Ein besonders auffälliges Beispiel für HARKING hat ein Hamburger Professor für Psychiatrie geliefert. Er stellte fest, dass man unruhige Kinder mit blauem Licht ruhigstellen kann. Zudem werden die Kinder, jedenfalls nach seiner Studie, um 44% aufmerksamer. Die Studie passte unheimlich gut in die Zeit. Erstens war die Sache mit dem Ruhigstellen schon seit 1973 durch einen gewissen John Ott aus den USA bekannt. Zweitens gab es ab 2008 Fördermittel für die Industrie, weil wir eine Wirtschaftskrise hatten. Mal sehen, was man aus einem Versuch noch alles herausholen kann.

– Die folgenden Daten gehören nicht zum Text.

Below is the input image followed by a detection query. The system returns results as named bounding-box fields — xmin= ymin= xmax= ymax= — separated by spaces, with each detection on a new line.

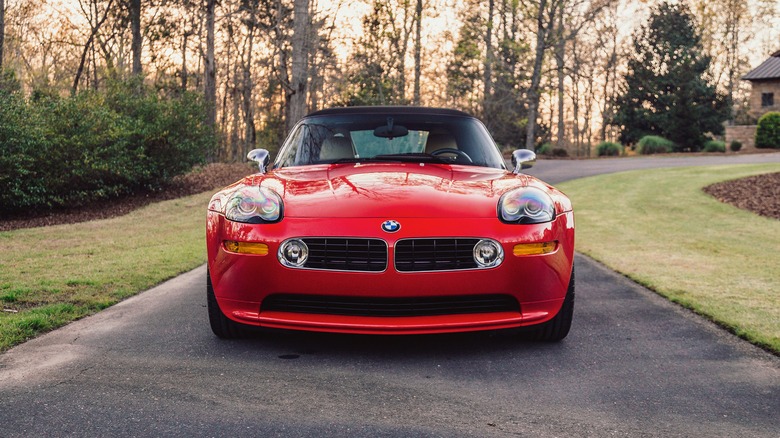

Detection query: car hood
xmin=244 ymin=163 xmax=567 ymax=219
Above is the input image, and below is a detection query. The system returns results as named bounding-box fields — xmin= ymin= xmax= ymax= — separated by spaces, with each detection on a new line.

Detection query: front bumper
xmin=206 ymin=212 xmax=574 ymax=334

Es sollten 1000 Grundschulklassen mit dynamischem Licht beleuchtet werden.

So kam es zu der Sache mit Untersuchung der Aufmerksamkeit. In drei Schulen wurden Kinder unter „dynamisches“ blaues Licht gesetzt, wobei sie einen Aufmerksamkeitsbelastungstest ausführten. Dieser Test, d2-Test, ist zwar von seinem Autor Brickenkamp für den sog. Idiotentest für den TÜV erstellt worden. Wer wird denn schon wissen, dass er nicht für Kinder validert ist. Zudem hat er einen gewaltigen Mangel für den diesmal vorgesehenen Zweck: Der d2-Test ist bekannt für seine Anfälligkeit bei Wiederholungen. Beim TÜV absolvierte man den nur einmal. Bei dem fraglichen Versuch mussten die Kinder zweimal denselben Test absolvieren, um eben den Unterschied von 44% zu dokumentieren.

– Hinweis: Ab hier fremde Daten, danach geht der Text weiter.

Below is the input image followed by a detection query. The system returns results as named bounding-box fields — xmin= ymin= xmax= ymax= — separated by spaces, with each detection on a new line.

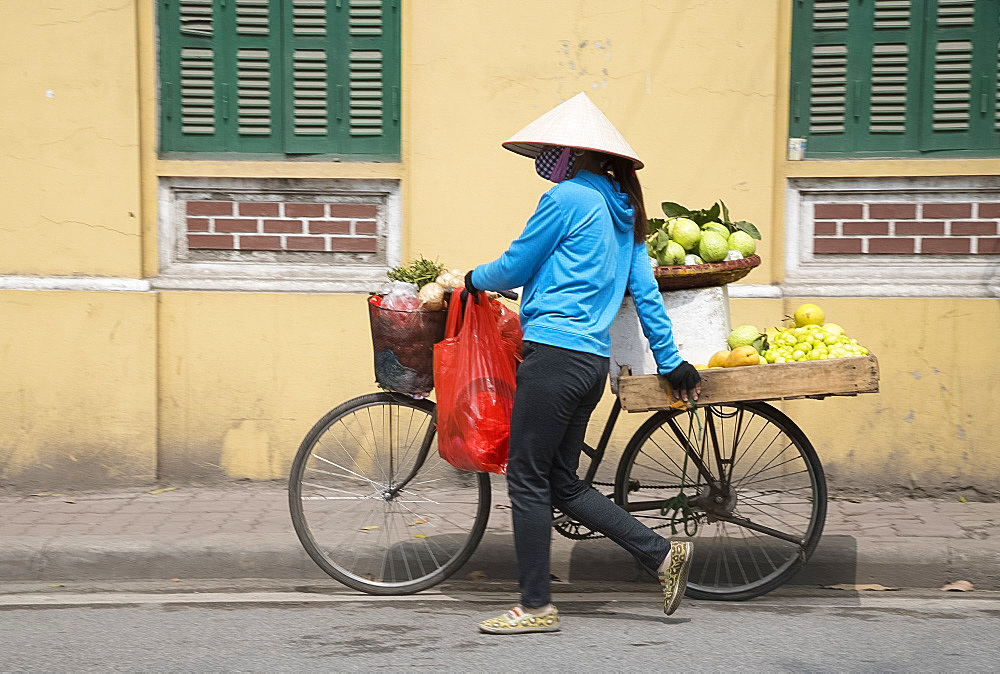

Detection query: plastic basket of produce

Heureka! Die Kinder waren eben 44% aufmerksamer durch das Licht geworden. Und msn kann die Wirkung präzise ein- und ausschalten, wie das untere Bild zeigt. Dazu erklärte der Professor in einer Fernsehsendung, die Wirkung wäre wie beim Trinken einer Tasse Espresso.

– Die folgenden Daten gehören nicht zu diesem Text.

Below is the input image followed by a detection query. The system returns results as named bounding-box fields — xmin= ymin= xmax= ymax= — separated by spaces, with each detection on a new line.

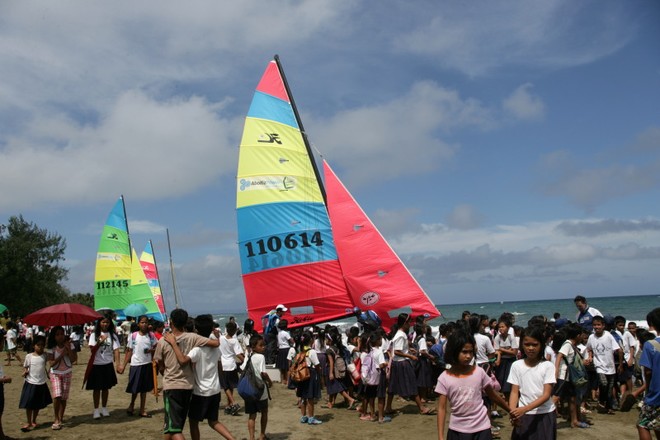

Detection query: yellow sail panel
xmin=95 ymin=253 xmax=131 ymax=281
xmin=237 ymin=117 xmax=323 ymax=208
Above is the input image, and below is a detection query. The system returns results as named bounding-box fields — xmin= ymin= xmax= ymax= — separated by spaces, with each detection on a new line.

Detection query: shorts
xmin=163 ymin=389 xmax=193 ymax=434
xmin=188 ymin=393 xmax=220 ymax=422
xmin=219 ymin=369 xmax=239 ymax=391
xmin=244 ymin=398 xmax=268 ymax=415
xmin=617 ymin=363 xmax=634 ymax=383
xmin=50 ymin=371 xmax=73 ymax=400
xmin=637 ymin=403 xmax=660 ymax=431
xmin=552 ymin=379 xmax=575 ymax=400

Dumm nur, dass Kleinkinder keinen Espresso trinken dürfen. Und dass eine solche Wirkung vermutlich nur durch die Beeinflussung der Hormone der Kinder erzielt werden kann. (Den ganzen Vorgang haben wir seit 2009 ausführlich dokumentiert, z.B. hier KINDER ALS VERSUCHSOBJEKT und KINDER ALS VERSUCHSOBJEKT - RELOADED und KINDER ALS VERSUCHSOBJEKT NOCH EINMAL und BLAULICHT IN HH - AD ACTA? NICHT DOCH!). Dazu erklärte der Professor in einer von uns erzwungenen Anhörung, dass ihm die hormonelle Wirkung unbekannt sei. Zudem hält er auch die Wirkungen von Licht bei Erwachsenen (Lichttherapie) für unmöglich. Er hätte nur die Wirkung vom blauen dynamischen Licht auf Kinder testen wollen. Und siehe da, die Kinder waren schlauer und ruhiger geworden. Nur mal so.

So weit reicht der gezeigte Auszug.